Wikibon estimates that the effects of applying compression to primary storage are additive when combined with traditional data de-duplication solutions (e.g. Data Domain, Falconstor, Diligent, etc). This is based on discussions with practitioners and an analysis of each technology.
As an example, let's assume:
- Primary storage compression ratio 2:1
- Data de-duplication ratio for backup stream 10:1
In a perfect scenario, the capacity reduction ratio for the technologies in combination would yield a final 20:1 data reduction ratio for the backup stream. In a worst case scenario, the data de-duplication ratio would yield 10:1, meaning compression has no additive effect.

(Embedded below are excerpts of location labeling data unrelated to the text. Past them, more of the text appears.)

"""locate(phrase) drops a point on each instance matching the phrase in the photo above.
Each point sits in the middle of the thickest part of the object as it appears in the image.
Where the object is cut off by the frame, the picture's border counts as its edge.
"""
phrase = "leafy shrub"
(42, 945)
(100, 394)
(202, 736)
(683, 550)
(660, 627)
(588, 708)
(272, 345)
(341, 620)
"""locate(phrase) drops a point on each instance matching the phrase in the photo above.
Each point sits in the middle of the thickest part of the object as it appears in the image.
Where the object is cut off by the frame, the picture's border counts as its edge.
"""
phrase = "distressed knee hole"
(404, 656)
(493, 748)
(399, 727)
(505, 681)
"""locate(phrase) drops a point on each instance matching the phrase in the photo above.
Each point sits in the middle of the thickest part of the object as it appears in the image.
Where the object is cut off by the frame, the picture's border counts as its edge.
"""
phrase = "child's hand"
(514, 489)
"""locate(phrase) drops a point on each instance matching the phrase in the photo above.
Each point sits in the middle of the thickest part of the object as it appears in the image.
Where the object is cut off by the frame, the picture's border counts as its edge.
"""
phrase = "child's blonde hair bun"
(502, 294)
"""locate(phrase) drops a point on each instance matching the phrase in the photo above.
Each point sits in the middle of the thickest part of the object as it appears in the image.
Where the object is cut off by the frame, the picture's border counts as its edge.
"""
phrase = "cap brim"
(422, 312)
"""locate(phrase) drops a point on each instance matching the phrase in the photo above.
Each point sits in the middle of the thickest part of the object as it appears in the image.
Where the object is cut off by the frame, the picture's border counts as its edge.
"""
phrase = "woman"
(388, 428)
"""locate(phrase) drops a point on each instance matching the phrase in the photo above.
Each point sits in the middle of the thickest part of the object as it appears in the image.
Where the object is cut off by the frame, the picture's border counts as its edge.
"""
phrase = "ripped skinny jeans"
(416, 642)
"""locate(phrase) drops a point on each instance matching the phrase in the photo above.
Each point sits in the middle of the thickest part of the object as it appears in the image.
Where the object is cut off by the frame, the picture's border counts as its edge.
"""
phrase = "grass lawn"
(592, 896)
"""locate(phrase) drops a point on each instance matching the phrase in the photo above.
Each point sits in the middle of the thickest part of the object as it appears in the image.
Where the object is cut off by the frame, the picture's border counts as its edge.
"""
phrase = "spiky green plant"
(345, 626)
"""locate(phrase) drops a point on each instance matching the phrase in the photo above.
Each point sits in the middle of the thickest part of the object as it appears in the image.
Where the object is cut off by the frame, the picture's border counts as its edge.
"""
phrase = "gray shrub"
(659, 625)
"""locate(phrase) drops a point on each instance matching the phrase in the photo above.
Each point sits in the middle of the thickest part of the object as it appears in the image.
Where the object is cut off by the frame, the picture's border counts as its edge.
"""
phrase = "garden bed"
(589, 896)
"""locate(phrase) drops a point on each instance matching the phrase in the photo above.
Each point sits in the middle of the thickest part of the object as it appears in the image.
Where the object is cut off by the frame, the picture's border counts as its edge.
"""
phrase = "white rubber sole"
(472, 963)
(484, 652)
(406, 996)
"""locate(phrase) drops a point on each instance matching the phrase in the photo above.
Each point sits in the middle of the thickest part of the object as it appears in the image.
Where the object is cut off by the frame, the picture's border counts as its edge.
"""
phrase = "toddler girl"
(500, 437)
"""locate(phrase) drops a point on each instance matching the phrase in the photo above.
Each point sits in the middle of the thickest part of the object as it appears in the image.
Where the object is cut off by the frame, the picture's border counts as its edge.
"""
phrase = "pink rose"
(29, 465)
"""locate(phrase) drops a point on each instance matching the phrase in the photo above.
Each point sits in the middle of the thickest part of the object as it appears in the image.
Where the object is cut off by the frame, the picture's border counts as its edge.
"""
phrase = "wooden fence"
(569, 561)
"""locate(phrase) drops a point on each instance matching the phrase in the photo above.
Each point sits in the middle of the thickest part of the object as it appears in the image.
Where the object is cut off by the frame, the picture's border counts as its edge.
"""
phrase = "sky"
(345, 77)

Wikibon believes the 'typical' rule-of-thumb is that combined, these technologies will yield a roughly 15:1 data reduction ratio, assuming these base reduction ratios and appropriate data candidates. In practice, compression on primary storage is likely to yield 30-60% improvements in capacity and as such, in real world environments the combined or 'blended' ratio would be lower but still substantially higher than data de-duplication as a standalone solution backing up non-compressed data.
Wikibon believes that this rule of thumb should work for either in-line data de-duplication (e.g. from Data Domain, Diligent, FalconStor etc., and targeted at back-up and restore), or background de-duplication (e.g. the NetApp A-SIS feature which is suitable for finding duplicate 4K blocks in on-line storage).